Paraguayan nationality law is based on the principle of Jus soli. The nationality law is based on the Chapter 3 of the Paraguayan Constitution of 1992. The legal means to acquire nationality, formal membership in a nation, differ from the relationship of rights and obligations between a national and the nation, known as citizenship.

==Birth in Paraguay==
Any person born in Paraguay acquires Paraguayan nationality at birth.
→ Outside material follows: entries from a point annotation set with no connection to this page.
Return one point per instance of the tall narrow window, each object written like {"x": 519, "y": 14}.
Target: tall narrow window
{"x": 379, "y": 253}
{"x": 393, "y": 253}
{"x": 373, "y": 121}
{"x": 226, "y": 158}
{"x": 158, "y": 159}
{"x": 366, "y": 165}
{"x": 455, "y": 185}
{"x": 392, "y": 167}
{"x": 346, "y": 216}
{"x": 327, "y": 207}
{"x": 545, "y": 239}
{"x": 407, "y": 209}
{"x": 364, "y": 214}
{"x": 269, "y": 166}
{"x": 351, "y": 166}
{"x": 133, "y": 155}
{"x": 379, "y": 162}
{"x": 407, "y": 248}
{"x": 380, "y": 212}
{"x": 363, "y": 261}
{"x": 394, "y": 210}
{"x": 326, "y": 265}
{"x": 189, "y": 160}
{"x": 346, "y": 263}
The only exception applies to children of persons in the service of a foreign government (like foreign diplomats).

== Naturalization ==
Foreigners may apply for Paraguayan nationality if they meet the following criteria:
- being older than 18 years old.
- temporary residence for 2 years and then permanent residence for 3 years in Paraguay.
- having a good behavior following the law.
- make a financial investment in the country or hold a steady job
Passports of naturalized Paraguayans list nationality as "naturalized Paraguayan" instead of just "Paraguayan".

== Dual Nationality ==
Dual nationality is permitted under the constitution of Paraguay on a reciprocity basis, meaning that unless Paraguay has a bilateral agreement with another nation, that other nationality is not permitted. As of 2022, the only countries that have a reciprocity agreement in regards to dual nationality with Paraguay are Spain and Italy.

==Loss of nationality==
In Paraguay, there is a distinction for loss of nationality between nationals born in Paraguay and those who have been naturalized. In the latter category, naturalizing in another country or being expatriated from the country for more than three years without permission, results in loss of nationality, as provided in Article 150 of the National Constitution of Paraguay, and proceedings thereunder must be instituted by an individual or an agency, for instance, the Migration department.